Today the United Kingdom formally told the European Union it is leaving, after decades of membership in the 28-nation political alliance and trading bloc. The move triggers an estimated two-year divorce process that will involve many months of tough negotiations and will launch Britain on a new, uncertain path.

Addressing the House of Commons in London, Prime Minister Theresa May said Brexit is an opportunity for her country to chart a new course, unencumbered by the bureaucracy of the multilateral organization based in Brussels.

"This is an historic moment from which there can be no turning back," said May. "We're going to make our own decisions and our own laws. We're going to take control of the things that matter most to us."

Britain's feisty press captured the ambivalence of the U.K. people, who voted 52 percent to 48 percent last June to quit the EU.

"Freedom!" crowed the Daily Mail, the conservative tabloid.

The left-leaning Guardian ran a map of Western Europe as a jigsaw puzzle with the pieces of the U.K. taken out. In the empty white space that remained were the words: "Today, Britain steps into the unknown."

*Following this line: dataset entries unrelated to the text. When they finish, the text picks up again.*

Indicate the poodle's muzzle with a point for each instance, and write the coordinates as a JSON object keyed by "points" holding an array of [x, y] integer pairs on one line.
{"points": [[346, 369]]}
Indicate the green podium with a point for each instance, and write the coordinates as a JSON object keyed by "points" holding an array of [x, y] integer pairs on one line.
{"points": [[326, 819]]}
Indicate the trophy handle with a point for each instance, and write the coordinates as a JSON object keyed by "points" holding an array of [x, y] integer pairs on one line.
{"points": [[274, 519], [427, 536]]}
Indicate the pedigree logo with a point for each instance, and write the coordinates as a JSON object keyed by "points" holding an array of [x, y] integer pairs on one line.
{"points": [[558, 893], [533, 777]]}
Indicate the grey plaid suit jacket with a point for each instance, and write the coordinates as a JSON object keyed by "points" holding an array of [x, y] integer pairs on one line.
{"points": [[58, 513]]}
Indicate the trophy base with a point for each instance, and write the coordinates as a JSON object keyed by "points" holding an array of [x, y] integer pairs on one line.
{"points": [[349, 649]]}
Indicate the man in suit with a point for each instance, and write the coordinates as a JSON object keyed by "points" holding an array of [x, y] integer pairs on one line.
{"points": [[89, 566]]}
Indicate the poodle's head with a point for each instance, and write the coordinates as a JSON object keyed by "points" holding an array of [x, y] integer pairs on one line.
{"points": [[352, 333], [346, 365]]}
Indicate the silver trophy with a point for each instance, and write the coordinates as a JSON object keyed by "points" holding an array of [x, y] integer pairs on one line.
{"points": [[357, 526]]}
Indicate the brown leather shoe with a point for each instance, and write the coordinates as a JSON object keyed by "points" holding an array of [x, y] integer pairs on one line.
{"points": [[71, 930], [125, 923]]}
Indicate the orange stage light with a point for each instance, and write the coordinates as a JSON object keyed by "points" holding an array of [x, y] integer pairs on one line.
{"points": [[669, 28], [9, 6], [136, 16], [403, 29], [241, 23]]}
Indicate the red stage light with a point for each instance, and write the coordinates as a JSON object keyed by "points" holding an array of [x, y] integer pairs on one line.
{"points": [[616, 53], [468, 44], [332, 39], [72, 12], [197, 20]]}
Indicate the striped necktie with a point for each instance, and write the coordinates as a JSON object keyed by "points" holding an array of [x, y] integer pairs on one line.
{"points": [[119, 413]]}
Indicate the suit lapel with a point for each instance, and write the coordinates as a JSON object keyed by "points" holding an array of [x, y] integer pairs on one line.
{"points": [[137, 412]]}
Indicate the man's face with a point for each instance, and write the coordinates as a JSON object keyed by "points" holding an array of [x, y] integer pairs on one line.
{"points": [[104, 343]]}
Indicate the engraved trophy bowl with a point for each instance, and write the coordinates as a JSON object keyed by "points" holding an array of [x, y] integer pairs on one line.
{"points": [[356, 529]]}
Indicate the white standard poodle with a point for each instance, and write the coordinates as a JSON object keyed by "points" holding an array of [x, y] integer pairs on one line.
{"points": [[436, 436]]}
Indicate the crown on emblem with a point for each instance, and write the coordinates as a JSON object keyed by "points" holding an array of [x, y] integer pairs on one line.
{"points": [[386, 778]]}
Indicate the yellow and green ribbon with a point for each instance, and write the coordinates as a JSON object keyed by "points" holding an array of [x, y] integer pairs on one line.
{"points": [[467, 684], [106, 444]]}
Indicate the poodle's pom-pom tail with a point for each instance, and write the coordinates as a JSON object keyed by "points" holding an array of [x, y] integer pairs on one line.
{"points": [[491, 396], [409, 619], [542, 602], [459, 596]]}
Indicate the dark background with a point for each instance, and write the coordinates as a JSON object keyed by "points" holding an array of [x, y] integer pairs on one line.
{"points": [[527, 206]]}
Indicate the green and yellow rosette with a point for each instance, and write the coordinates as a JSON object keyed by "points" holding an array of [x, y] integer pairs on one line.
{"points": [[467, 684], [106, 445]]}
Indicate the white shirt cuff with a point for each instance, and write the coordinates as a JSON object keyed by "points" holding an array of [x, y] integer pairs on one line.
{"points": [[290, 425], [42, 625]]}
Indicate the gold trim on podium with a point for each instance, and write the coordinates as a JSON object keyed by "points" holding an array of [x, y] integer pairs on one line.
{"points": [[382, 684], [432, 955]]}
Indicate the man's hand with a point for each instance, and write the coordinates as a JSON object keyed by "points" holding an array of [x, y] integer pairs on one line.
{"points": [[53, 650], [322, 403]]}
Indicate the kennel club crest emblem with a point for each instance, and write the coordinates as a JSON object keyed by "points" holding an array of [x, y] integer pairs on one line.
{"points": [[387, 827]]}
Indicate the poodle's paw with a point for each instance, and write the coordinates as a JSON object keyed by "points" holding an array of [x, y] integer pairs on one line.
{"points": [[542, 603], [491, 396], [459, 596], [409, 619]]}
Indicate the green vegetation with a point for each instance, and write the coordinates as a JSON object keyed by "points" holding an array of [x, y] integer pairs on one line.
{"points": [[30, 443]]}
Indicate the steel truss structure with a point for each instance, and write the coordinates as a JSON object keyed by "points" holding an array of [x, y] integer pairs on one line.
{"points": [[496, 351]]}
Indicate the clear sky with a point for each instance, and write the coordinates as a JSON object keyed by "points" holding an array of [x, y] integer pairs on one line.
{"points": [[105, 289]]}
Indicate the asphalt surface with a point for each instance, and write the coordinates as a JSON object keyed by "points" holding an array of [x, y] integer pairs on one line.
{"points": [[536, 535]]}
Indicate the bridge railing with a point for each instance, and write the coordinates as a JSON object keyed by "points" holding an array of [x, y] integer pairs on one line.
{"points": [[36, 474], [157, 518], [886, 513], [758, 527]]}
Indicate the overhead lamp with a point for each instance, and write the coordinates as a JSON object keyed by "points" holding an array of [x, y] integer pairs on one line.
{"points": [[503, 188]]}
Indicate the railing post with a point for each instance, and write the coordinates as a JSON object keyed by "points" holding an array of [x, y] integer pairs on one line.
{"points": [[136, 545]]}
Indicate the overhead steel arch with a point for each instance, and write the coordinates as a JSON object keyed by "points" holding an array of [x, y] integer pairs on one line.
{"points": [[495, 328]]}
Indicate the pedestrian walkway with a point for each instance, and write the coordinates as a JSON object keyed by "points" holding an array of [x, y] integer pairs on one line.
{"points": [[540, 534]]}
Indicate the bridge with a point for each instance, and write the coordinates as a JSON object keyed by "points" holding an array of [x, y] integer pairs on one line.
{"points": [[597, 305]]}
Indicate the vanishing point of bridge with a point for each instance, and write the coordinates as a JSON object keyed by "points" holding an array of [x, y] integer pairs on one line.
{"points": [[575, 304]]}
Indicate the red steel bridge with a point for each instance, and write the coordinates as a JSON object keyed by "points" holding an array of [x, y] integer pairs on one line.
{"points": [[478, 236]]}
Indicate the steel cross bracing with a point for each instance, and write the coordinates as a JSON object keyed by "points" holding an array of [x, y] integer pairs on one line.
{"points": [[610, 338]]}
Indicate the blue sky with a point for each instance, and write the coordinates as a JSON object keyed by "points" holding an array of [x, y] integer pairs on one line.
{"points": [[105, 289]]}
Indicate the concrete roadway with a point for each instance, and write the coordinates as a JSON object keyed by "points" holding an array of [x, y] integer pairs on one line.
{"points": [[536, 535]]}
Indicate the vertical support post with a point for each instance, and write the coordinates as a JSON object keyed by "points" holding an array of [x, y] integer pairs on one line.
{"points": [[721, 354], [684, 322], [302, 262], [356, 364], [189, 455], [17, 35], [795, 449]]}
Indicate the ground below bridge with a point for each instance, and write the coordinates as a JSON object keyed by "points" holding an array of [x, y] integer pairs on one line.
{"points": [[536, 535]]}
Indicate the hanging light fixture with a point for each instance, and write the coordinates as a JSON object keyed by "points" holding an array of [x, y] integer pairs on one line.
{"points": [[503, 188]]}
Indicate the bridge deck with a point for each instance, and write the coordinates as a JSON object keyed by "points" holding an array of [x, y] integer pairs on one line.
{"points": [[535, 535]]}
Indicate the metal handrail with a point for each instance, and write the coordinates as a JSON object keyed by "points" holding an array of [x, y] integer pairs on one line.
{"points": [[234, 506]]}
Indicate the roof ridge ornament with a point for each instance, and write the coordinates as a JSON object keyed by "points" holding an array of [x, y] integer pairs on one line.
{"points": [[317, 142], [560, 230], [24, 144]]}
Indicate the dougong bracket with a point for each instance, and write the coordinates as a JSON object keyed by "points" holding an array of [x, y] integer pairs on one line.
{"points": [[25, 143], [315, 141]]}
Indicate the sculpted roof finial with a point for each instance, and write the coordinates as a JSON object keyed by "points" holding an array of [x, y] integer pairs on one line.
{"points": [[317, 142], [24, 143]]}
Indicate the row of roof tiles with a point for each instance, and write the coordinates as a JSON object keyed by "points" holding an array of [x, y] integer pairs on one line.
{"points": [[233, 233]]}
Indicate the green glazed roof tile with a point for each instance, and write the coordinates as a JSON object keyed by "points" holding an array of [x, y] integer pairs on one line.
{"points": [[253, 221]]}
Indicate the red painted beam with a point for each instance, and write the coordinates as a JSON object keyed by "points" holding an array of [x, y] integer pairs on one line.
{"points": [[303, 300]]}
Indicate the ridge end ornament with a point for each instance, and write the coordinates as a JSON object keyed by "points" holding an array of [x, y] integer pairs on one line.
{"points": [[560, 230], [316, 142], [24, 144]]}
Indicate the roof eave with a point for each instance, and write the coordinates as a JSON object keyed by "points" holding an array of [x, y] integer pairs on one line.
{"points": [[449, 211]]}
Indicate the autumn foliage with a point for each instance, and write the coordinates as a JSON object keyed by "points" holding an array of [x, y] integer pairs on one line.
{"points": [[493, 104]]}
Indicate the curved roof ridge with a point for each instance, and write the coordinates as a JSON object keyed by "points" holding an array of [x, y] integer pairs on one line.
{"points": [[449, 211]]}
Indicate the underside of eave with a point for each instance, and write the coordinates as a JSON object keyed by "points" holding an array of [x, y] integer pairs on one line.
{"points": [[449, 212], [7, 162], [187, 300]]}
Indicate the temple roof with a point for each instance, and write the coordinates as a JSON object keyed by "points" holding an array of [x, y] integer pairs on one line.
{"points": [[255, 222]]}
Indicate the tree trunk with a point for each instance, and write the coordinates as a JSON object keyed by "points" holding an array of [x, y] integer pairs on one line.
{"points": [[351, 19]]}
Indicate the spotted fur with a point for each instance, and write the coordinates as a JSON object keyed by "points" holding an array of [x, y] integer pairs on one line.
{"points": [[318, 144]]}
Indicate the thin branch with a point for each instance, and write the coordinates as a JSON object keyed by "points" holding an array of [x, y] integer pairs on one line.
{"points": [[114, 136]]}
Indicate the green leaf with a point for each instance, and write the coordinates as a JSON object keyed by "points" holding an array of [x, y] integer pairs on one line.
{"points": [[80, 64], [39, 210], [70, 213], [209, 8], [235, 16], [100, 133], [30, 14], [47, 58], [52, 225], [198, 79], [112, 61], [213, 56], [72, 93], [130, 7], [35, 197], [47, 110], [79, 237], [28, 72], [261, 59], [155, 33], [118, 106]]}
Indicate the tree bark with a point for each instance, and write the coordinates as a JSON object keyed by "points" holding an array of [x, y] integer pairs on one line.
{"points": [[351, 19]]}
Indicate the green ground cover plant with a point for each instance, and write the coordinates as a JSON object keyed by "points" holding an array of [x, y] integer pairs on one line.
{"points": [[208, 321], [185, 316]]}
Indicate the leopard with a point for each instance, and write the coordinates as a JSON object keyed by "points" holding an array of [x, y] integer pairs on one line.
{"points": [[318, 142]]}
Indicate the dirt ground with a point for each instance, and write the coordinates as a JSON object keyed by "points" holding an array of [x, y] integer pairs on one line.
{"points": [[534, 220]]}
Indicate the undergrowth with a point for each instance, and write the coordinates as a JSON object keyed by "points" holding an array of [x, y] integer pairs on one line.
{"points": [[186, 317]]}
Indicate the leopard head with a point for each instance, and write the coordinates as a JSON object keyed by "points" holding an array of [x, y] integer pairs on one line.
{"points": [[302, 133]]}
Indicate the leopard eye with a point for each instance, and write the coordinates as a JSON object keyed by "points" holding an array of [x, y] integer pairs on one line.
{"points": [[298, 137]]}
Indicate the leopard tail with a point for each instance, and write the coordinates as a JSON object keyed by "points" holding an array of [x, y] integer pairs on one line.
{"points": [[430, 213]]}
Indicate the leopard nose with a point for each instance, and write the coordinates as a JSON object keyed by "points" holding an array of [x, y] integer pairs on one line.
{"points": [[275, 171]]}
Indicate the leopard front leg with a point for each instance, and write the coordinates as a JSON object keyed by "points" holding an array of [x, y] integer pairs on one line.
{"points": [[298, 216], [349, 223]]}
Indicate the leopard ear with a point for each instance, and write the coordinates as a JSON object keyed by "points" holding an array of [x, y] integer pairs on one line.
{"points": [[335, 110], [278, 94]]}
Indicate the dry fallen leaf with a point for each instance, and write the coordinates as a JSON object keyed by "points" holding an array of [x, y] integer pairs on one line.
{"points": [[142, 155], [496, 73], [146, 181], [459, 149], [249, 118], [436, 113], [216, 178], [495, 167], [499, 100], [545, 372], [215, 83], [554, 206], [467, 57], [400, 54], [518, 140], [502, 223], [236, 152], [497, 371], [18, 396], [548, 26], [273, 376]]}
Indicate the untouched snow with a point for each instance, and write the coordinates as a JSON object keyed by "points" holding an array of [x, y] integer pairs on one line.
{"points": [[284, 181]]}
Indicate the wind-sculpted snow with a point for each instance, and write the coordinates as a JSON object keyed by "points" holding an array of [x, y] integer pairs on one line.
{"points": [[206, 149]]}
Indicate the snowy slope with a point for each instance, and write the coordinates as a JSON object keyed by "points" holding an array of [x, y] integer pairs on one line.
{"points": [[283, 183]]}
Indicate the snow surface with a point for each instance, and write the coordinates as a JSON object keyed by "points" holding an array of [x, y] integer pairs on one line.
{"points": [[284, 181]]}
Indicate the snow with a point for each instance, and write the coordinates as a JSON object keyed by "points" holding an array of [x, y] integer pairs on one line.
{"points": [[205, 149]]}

While May tried to strike a confident tone, many who voted to remain in the EU fear Brexit will damage the country.

"I feel rather concerned and worried about it, really," said Linda Roberts, 68, as she waited at London's Euston station earlier this week for a train home to the north of England.

Roberts said many people voted to leave the EU because they were unhappy with the free flow of immigrants into Britain that EU membership required, and hadn't thought through the broader implications. She worries Brexit will impose a huge opportunity cost on many young British citizens, including her own daughter. Coming from outside the EU, they are unlikely to be able to work visa-free in European cities like Paris or Barcelona.

Roberts' daughter is in advertising, said Roberts, "and a lot of the work is abroad. I know they say [Brexit is] opening up everything. Well, we're already opened up to the rest of the world. Actually, we are just cutting off Europe, which I think is a big mistake."

Pro-Brexit sentiment has strong parallels to the political climate in the United States, where President Trump has criticized the European Union, shunned multilateral trade deals and declared an "America First" agenda.

In fact, Trump was a big supporter of Brexit and called himself "Mr. Brexit" during his presidential campaign, correctly predicting he would pull off a similar upset in November's election. As in the U.S., immigration and rural resentment also played a role in the Brexit vote.

"There is a sense, certainly amongst the rural parts of the U.K., that they feel London and the elites running the country are part of a globalist conspiracy," said Christoph Meyer, a professor of European and international politics at King's College London. "That is something you see in other countries as well, the sense that local, national identities are seen as threatened by markets and by immigration."

The British are known for understatement, but political observers here speak of Brexit in superlatives. They say it could prove transformational for the country – for good or ill.

Although the British economy has held up well so far, British people are already poorer as the value of the British pound remains 16 percent below its high last June.

"Brexit is a weird combination of looking at the [2008] global financial crisis and knowing it is going to happen ... blended in with a kind of Suez Crisis," said Robin Niblett, the director of Chatham House, the London think tank.

The 1956 Suez Crisis erupted when Britain and France invaded Egypt to take back the Suez Canal, only to have a far more powerful United States force them to withdraw. It was seen as a major milestone in the continuing decline of the British Empire.

"At that moment, we were suddenly discovering that we couldn't keep empire — that the United States was coming up and becoming the big kid on the block," said Niblett. "It required a real redefinition of self — not just of the British government, but the British people."

Not unlike where the United Kingdom finds itself today.

After Brexit, Britain will have to define itself independently and outside of the European Union, where it has enjoyed far more economic bargaining power as part of the world's largest collective market. Niblett said Britain may choose to see itself through the lens of its national mythology — as a plucky island nation off the coast of Europe with global ambitions, punching above its weight.

"If it can get a good deal with the EU, then Britain can — in a way — have its cake and eat it," said Niblett.

That's a big if.

Even as it turns its back on the European Union, the U.K. wants to maintain as much access as possible to this huge single market. But with 27 nations, the EU will have far more leverage than the United Kingdom in the coming negotiations over a new trade deal.

"There is very little incentive for the current EU member states to give the U.K. a great deal," said Meyer. "If the U.K. was able to go home and say, 'This is a political victory,' that would be seen as a threat to the rest of the EU because it would encourage populist movements."